Introduction These rules apply only during ongoing AtCoder Beginner Contest (hereafter referred to as ABC), AtCoder Regular Contest (hereafter referred to as ARC), regardless of division and AtCoder Grand Contest (hereafter referred to as AGC). These rules do not apply to AtCoder Heuristic Contest; …

AtCoderInfo

@abacabadabacaba It's much easier to parallel construct a CTF solution than a programming challenge. CTF challenges are all about having a series of realizations that lead to the answer.

If you ban LLMs in a programming challenge, you could conceivably detect signs of LLM usage in the program in various ways (not perfectly, but you could try). A CTF challenge just has one output, the flag. Everyone finds the same flag. There is no way to tell how you did it. You'd have to introduce invasive monitoring like online tests, and even if you record people's screens, they could easily be running an LLM on another machine to have it come up with the "key points" to the solution which you just implement. You can't prove that someone didn't have some ideas on their own.

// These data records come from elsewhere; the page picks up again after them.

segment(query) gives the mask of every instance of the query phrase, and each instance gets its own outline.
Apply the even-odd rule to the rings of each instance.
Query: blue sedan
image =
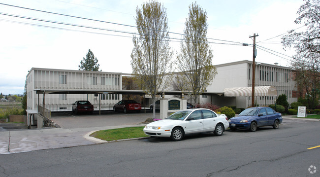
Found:
[[[255,132],[258,127],[271,126],[278,129],[282,123],[281,113],[276,112],[269,107],[248,108],[239,115],[228,120],[231,130],[249,129]]]

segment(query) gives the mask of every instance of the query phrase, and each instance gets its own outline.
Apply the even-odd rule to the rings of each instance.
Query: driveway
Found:
[[[156,112],[156,117],[159,117],[160,112]],[[140,113],[128,113],[107,111],[94,112],[93,114],[84,113],[75,115],[69,112],[54,112],[51,120],[64,129],[84,128],[119,125],[135,125],[152,118],[150,110],[141,110]]]

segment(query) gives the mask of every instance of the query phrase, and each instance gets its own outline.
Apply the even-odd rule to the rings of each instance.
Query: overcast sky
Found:
[[[136,26],[137,7],[141,8],[145,1],[0,0],[1,3],[132,26]],[[189,6],[195,1],[159,1],[166,8],[169,32],[183,34]],[[256,33],[259,35],[256,42],[260,48],[287,59],[257,49],[256,61],[288,66],[289,58],[268,50],[288,56],[293,54],[292,51],[283,50],[281,35],[303,26],[293,22],[298,17],[296,12],[304,2],[303,0],[198,0],[196,2],[207,12],[207,36],[213,51],[213,65],[252,61],[252,45],[239,44],[252,44],[249,36]],[[32,68],[78,70],[89,49],[98,59],[102,71],[131,72],[130,55],[133,35],[130,33],[137,32],[135,28],[3,4],[0,4],[0,92],[3,94],[22,94],[26,76]],[[62,23],[89,28],[59,24]],[[90,28],[92,27],[100,29]],[[180,35],[170,35],[182,38]],[[179,52],[179,40],[172,39],[170,45],[175,54]]]

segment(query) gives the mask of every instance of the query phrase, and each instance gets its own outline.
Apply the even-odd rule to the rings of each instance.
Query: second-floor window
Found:
[[[59,77],[59,83],[60,84],[66,84],[66,75],[60,75]]]
[[[87,82],[88,85],[96,85],[96,77],[88,77],[87,78]]]

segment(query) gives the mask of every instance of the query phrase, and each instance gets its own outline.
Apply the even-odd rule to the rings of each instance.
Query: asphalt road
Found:
[[[316,177],[320,122],[3,154],[0,177]],[[316,166],[311,174],[308,168]],[[312,169],[313,170],[314,170]]]

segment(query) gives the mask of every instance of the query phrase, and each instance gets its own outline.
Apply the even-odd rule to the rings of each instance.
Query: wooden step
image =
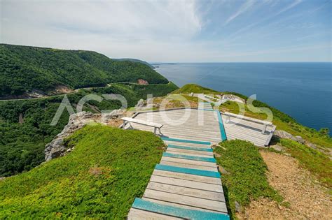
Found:
[[[229,219],[229,216],[223,213],[204,212],[184,209],[175,206],[161,205],[135,198],[132,207],[137,210],[145,210],[158,214],[186,219]],[[128,216],[128,218],[130,216]]]
[[[199,165],[170,162],[170,161],[166,161],[165,160],[162,160],[160,164],[177,166],[177,167],[184,168],[191,168],[191,169],[202,170],[214,171],[214,172],[218,171],[218,169],[216,167],[209,167],[209,166],[199,166]]]
[[[189,149],[189,150],[196,150],[196,151],[207,152],[213,152],[213,149],[212,148],[188,147],[188,146],[176,145],[168,145],[167,147]]]
[[[164,152],[162,154],[162,156],[180,158],[180,159],[184,159],[187,160],[199,161],[205,161],[205,162],[209,162],[209,163],[216,163],[216,159],[213,157],[209,158],[209,157],[195,156],[189,156],[189,155],[179,154],[171,154],[171,153],[167,153],[167,152]]]
[[[175,154],[214,158],[212,152],[196,152],[183,149],[167,148],[166,152]]]
[[[198,176],[214,177],[214,178],[221,177],[219,172],[202,170],[191,169],[191,168],[179,168],[179,167],[172,166],[162,165],[162,164],[157,164],[155,166],[155,170],[170,171],[170,172],[173,172],[173,173],[191,174],[191,175],[198,175]]]
[[[187,143],[193,143],[193,144],[211,145],[211,142],[207,142],[207,141],[171,138],[167,138],[167,137],[161,137],[161,139],[162,139],[164,140],[167,140],[167,141],[176,141],[176,142],[187,142]]]

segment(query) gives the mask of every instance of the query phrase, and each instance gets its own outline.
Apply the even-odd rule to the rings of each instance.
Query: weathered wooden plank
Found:
[[[162,176],[162,177],[201,182],[205,182],[205,183],[213,184],[219,184],[221,186],[221,180],[219,178],[199,176],[196,175],[174,173],[174,172],[160,170],[154,170],[153,174],[155,175],[159,175],[159,176]]]
[[[179,159],[179,158],[173,158],[173,157],[164,156],[161,158],[161,161],[174,162],[174,163],[186,163],[186,164],[193,164],[193,165],[198,165],[198,166],[208,166],[208,167],[212,167],[212,168],[216,167],[216,164],[214,163],[186,160],[186,159]]]
[[[212,152],[193,152],[192,150],[175,149],[175,148],[167,148],[166,152],[170,154],[178,154],[187,156],[202,156],[207,158],[213,158],[213,153]]]
[[[144,125],[153,126],[153,127],[156,127],[156,128],[159,128],[159,129],[162,127],[162,126],[163,126],[162,124],[140,120],[140,119],[134,119],[134,118],[133,119],[133,118],[128,117],[123,117],[121,118],[121,119],[123,120],[123,121],[126,121],[126,122],[137,123],[137,124],[144,124]]]
[[[212,212],[184,209],[177,206],[162,205],[146,199],[136,198],[132,205],[137,209],[177,216],[186,219],[229,219],[228,214],[222,213],[216,214]]]
[[[162,140],[167,141],[176,141],[180,142],[187,142],[187,143],[193,143],[193,144],[200,144],[200,145],[210,145],[211,142],[207,141],[199,141],[199,140],[185,140],[185,139],[177,139],[177,138],[166,138],[162,137]]]
[[[193,189],[215,191],[218,193],[223,192],[223,187],[219,184],[213,184],[210,183],[205,183],[193,180],[181,179],[154,175],[151,176],[150,182],[165,183],[171,185],[186,186]]]
[[[188,188],[185,186],[174,186],[167,184],[150,182],[146,189],[168,192],[170,193],[205,198],[219,202],[225,202],[223,193]]]
[[[177,147],[172,147],[168,146],[167,150],[170,150],[170,152],[194,154],[196,155],[213,156],[213,152],[195,150],[195,148],[197,148],[197,147],[193,147],[193,148],[191,148],[190,149],[187,149],[177,148]]]
[[[213,149],[212,148],[203,148],[203,147],[186,147],[182,145],[168,145],[167,147],[172,148],[177,148],[177,149],[191,149],[191,150],[196,150],[196,151],[201,151],[201,152],[213,152]]]
[[[162,165],[177,166],[177,167],[179,167],[179,168],[191,168],[191,169],[209,170],[209,171],[214,171],[214,172],[218,171],[218,169],[216,168],[212,168],[212,167],[209,167],[209,166],[198,166],[198,165],[193,165],[193,164],[174,163],[174,162],[170,162],[170,161],[161,161],[160,163],[159,163],[162,164]]]
[[[215,178],[220,178],[221,177],[220,173],[216,171],[185,168],[180,168],[180,167],[177,167],[177,166],[167,166],[167,165],[162,165],[162,164],[155,165],[155,170],[170,171],[170,172],[174,172],[174,173],[186,173],[186,174],[195,175],[198,176],[204,176],[204,177],[215,177]]]
[[[181,159],[187,159],[187,160],[216,163],[216,159],[213,157],[187,156],[187,155],[185,155],[185,154],[170,154],[170,153],[167,153],[167,152],[163,153],[162,156],[181,158]]]
[[[178,207],[182,207],[191,210],[200,210],[200,211],[204,211],[204,212],[215,212],[215,213],[223,213],[221,212],[217,212],[217,211],[214,211],[214,210],[207,210],[206,209],[198,207],[194,207],[194,206],[190,206],[190,205],[182,205],[182,204],[178,204],[178,203],[172,203],[167,201],[162,201],[162,200],[158,200],[150,198],[145,198],[142,197],[142,200],[146,200],[146,201],[151,201],[155,203],[161,204],[161,205],[171,205],[171,206],[175,206]]]
[[[164,142],[166,143],[167,145],[181,145],[181,146],[204,147],[204,148],[211,149],[211,146],[207,145],[198,145],[198,144],[184,143],[184,142],[176,142],[176,141],[167,141],[167,140],[164,140]]]
[[[205,198],[177,195],[148,189],[146,189],[143,197],[157,199],[173,203],[191,205],[209,210],[227,212],[227,207],[225,203]]]

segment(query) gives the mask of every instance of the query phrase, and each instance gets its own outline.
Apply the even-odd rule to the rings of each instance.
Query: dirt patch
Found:
[[[55,94],[58,94],[73,93],[74,91],[73,89],[70,89],[69,87],[64,86],[64,85],[57,85],[55,87]]]
[[[332,201],[327,189],[298,161],[281,154],[262,151],[268,165],[269,184],[279,191],[286,205],[264,198],[253,201],[240,219],[332,219]]]

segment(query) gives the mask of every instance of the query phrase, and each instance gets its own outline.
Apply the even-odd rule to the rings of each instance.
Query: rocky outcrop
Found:
[[[100,115],[95,115],[88,112],[81,112],[69,117],[68,124],[59,134],[45,147],[45,161],[48,161],[64,154],[67,150],[63,145],[63,140],[72,134],[75,131],[81,129],[90,122],[96,122]]]
[[[293,136],[291,134],[290,134],[288,132],[286,132],[282,130],[277,130],[275,131],[273,133],[274,136],[276,136],[277,138],[284,138],[284,139],[290,139],[296,141],[297,142],[299,142],[302,145],[305,145],[307,147],[310,147],[313,149],[317,149],[317,146],[312,142],[310,142],[309,141],[305,140],[302,138],[301,136]]]
[[[111,119],[119,118],[125,115],[125,110],[123,109],[116,109],[110,113],[102,114],[101,122],[104,124],[107,124]]]
[[[159,103],[154,103],[153,98],[148,98],[146,101],[141,99],[135,105],[136,110],[151,110],[153,108],[158,108],[160,106]]]
[[[74,149],[69,149],[64,145],[63,140],[76,131],[83,128],[90,122],[109,124],[110,121],[118,119],[125,114],[125,110],[114,110],[110,113],[92,114],[90,112],[81,112],[73,114],[69,117],[68,124],[62,131],[45,147],[45,161],[48,161],[54,158],[62,156],[71,152]]]

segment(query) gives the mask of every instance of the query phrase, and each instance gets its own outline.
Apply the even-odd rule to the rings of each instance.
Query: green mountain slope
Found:
[[[127,99],[128,107],[133,107],[140,98],[146,99],[146,94],[162,96],[177,88],[172,82],[148,85],[113,84],[108,87],[81,89],[67,96],[74,110],[81,98],[92,94],[121,94]],[[56,126],[50,125],[63,96],[0,101],[0,177],[29,170],[44,161],[45,145],[68,123],[69,115],[64,111]],[[95,109],[120,107],[120,102],[116,101],[90,101],[83,110],[97,112]]]
[[[34,89],[48,92],[60,85],[77,89],[138,79],[168,82],[144,64],[111,59],[95,52],[0,44],[0,96]]]
[[[88,126],[75,150],[0,181],[0,219],[124,219],[162,154],[152,133]]]

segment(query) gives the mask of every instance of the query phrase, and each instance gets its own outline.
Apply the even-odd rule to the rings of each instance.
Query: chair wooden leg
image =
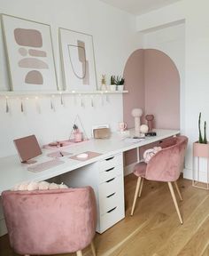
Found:
[[[91,247],[91,251],[92,251],[93,256],[97,256],[96,250],[95,250],[95,245],[94,245],[93,241],[90,243],[90,247]]]
[[[172,196],[172,198],[173,198],[173,201],[174,201],[174,204],[175,210],[176,210],[177,214],[179,216],[180,223],[182,224],[183,223],[182,222],[182,218],[180,211],[179,211],[179,206],[178,206],[175,196],[174,196],[174,191],[172,183],[171,182],[167,182],[167,184],[168,184],[168,187],[169,187],[169,189],[170,189],[170,192],[171,192],[171,196]]]
[[[135,205],[136,199],[137,199],[138,193],[139,193],[141,180],[142,180],[142,178],[138,177],[137,183],[136,183],[136,188],[135,188],[135,190],[134,202],[133,202],[132,209],[131,209],[131,216],[134,214]]]
[[[180,200],[182,201],[182,195],[181,195],[181,192],[180,192],[180,190],[179,190],[179,187],[178,187],[178,184],[177,184],[176,181],[174,181],[174,187],[175,187],[175,189],[176,189],[176,191],[177,191],[177,193],[178,193],[178,195],[179,195]]]
[[[142,178],[142,182],[141,182],[140,188],[139,188],[139,196],[138,196],[138,197],[140,197],[141,195],[142,195],[143,180],[144,180],[144,178]]]
[[[77,256],[82,256],[82,251],[78,251],[76,252]]]

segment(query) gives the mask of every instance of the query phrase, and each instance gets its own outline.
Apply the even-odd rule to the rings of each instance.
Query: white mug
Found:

@lina There are programming competitions where participants run their solutions locally and submit the output. But they are usually also required to submit the code, even though it is not automatically judged. If cheating is suspected, the judges may look into the code. Also there may be automated checks for plagiarism etc. CTFs could do the same. There really isn't a good reason to keep solutions secret after the challenge concludes, and published solutions can serve as a learning material for future challenges.
@abacabadabacaba The thing is the solution isn't "the code". The solution is the process. You can have an LLM "solve" it for you, then rewrite the process and cheat that way. Yes the solution will often involve some bespoke scripts and tooling, but that's just part of it. The "aha moments", that you can't provide proof of.
@lina Programming competitions are similar. The most difficult part of solving a problem is devising an efficient algorithm, implementing it is usually much more straightforward. A participant willing to use LLMs can gain significant advantage even if they code the actual solution by themselves, just by using LLMs to gain insight into the problem.

@abacabadabacaba @lina mostly because the incentive to cheat for time is so high and it places an ever increasing burden on the organizers to develop LLM detection methods that are prohibitively cumbersome.

Rules without the ability to enforce them effectively are just guideposts for bad actors

@lina perhaps having separate categories for LLMs allowed vs. banned would help with 90% of this problem? So ppl who want to use LLM can do so at their pleasure, and only ppl who actively want to cheat (hopefully very few) will try to use LLM in the banned category.
@YaLTeR I promise lots of people would cheat. These are competitions with rewards (bragging rights at minimum, but often cash prizes, swag, invitations to events, etc.)
@lina right, rewards make this difficult
Asahi Linya (朝日りにゃ〜), I really hope that LLMs are a temporary phenomenon. Sure the local ones will remain even after the bubble finally bursts, but they're ridiculously bad, you do need millions of dollars worth of GPUs to get to that "it's still bad but it looks plausible" level of output quality.